Google Docs also has a great use in the classroom, if even for giving feedback. It might seem daunting at first to become fluent in Google Docs, but it gives a sense of mastery for students when they do accomplish fluency. From there, students can post work and receive feedback from all their peers and the teacher. Feedback and revision is so important in the writing process and Google Docs is an easy way to make feedback accessible. Students can write an assignment and then people in a group (the whole class might get a little messy) can provide feedback on the same copy of the work. This can help students get to higher levels of feedback because they can piggyback off what others have said. Finally, the teacher can come in and give feedback and all of the feedback is in a central location. This is a great tool to help students in the writing process and is more beneficial than feedback on multiple hard copies.
I have only just scratched the surface of what is feasible with technology in a “21st century classroom” but the fact remains that technology can be extremely useful in the learning process. While I have only covered the mundane (though I think these may be most applicable in my classroom, the opportunities to teach and learn with technology is virtually limitless. Teachers can simply use the simple methods I have outlined or they can be as creative as they would like, just as long as the students are safe and being held to a high quality of work.
How do we apply technology tools in ways so that we can more easily achieve meaningful teaching and learning in the 21st century? Our focus on technology in education rarely gets beyond the dimension of technical skill.
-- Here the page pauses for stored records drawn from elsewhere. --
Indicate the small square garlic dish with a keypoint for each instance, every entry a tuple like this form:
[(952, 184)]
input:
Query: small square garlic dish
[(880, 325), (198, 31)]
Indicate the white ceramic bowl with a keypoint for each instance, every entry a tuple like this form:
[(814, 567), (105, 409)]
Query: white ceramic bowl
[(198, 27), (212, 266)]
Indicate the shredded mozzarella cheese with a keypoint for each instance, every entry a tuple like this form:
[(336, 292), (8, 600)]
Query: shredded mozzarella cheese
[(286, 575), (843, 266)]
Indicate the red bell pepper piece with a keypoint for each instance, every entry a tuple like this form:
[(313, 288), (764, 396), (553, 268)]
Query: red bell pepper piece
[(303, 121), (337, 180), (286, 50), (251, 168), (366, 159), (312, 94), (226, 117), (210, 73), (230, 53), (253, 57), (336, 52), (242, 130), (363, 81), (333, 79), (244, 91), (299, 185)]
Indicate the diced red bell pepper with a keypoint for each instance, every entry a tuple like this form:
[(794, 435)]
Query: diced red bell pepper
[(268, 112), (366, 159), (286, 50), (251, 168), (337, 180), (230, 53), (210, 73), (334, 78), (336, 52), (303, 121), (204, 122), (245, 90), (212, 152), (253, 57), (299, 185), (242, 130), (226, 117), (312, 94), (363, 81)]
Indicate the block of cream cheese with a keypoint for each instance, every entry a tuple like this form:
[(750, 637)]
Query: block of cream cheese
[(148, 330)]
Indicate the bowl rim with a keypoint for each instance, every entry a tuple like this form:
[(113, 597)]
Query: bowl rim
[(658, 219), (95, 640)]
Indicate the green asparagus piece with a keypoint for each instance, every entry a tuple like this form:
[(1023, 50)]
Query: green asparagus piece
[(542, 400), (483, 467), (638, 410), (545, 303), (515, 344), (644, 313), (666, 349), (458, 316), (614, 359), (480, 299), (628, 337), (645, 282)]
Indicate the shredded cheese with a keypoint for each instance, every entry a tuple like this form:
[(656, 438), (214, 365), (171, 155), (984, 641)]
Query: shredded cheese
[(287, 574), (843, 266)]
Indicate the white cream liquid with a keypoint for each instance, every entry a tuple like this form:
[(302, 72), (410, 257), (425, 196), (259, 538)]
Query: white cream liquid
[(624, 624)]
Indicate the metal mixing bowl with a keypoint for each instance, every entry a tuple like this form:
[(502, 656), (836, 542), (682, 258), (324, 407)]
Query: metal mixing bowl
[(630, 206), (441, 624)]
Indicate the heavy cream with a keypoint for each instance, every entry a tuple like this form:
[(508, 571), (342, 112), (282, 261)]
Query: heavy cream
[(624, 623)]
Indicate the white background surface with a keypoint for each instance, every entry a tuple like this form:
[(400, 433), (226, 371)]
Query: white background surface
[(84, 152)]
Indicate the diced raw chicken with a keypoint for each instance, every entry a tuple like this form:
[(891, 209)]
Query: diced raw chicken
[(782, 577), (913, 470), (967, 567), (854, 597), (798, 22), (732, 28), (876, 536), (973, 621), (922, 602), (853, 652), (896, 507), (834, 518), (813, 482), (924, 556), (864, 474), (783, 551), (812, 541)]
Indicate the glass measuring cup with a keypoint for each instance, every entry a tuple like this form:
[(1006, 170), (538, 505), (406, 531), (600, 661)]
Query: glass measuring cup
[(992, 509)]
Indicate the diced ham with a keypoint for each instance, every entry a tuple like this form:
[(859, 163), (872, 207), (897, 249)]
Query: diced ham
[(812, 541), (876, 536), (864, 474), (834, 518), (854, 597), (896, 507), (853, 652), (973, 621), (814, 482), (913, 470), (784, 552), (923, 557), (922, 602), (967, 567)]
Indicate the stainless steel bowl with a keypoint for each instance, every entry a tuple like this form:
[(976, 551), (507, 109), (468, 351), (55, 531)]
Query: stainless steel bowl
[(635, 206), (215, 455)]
Education professionals must have additional skills to be able to evaluate emerging and ever-evolving technology tools and determine how they will meet the needs of the 21st century learner.
There is certainly potential to create strong lessons that include technology, but it is also easy to use technology merely as a crutch and substitute paper worksheets with online worksheets. The key to navigating the technological opportunities is to think of SAMR and DOK questions. SAMR is a guideline that forces teachers to think about how their use of technology in a lesson will benefit students. From Substitution to Augmentation to Modification to Replacement, teachers can place their lessons on a spectrum of technology use. Substitution can be something like answering a warm up question using Twitter. Augmentation might include entail sharing ideas over Edmodo. Modification could take that one step further in which ideas are shared on a blog where students or other enthusiasts can comment. Modification could include contacting an expert in the field of stud which could be a great way for students to learn more about the subject. The lower levels of SAMR are not necessarily bad, but the higher levels really add an element of richness to lessons. From sharing and getting feedback from people around the globe to contacting an expert in the field, technology can be used to create really powerful lessons from which the students take a lot from.
In a similar vein as SAMR, DOK can also be used to guide lessons. Depth of knowledge (DOK) is a way for teachers to make sure they are asking questions that are beneficial to all learners. Lower level questions can be used to check for recall of material, but teachers should focus on questions that make the students think and apply critical thinking skills. I think this is really important in history, where everything is about making connections and forming one’s own opinion based on the facts. Critical thinking is important, and DOK questioning should reflect that.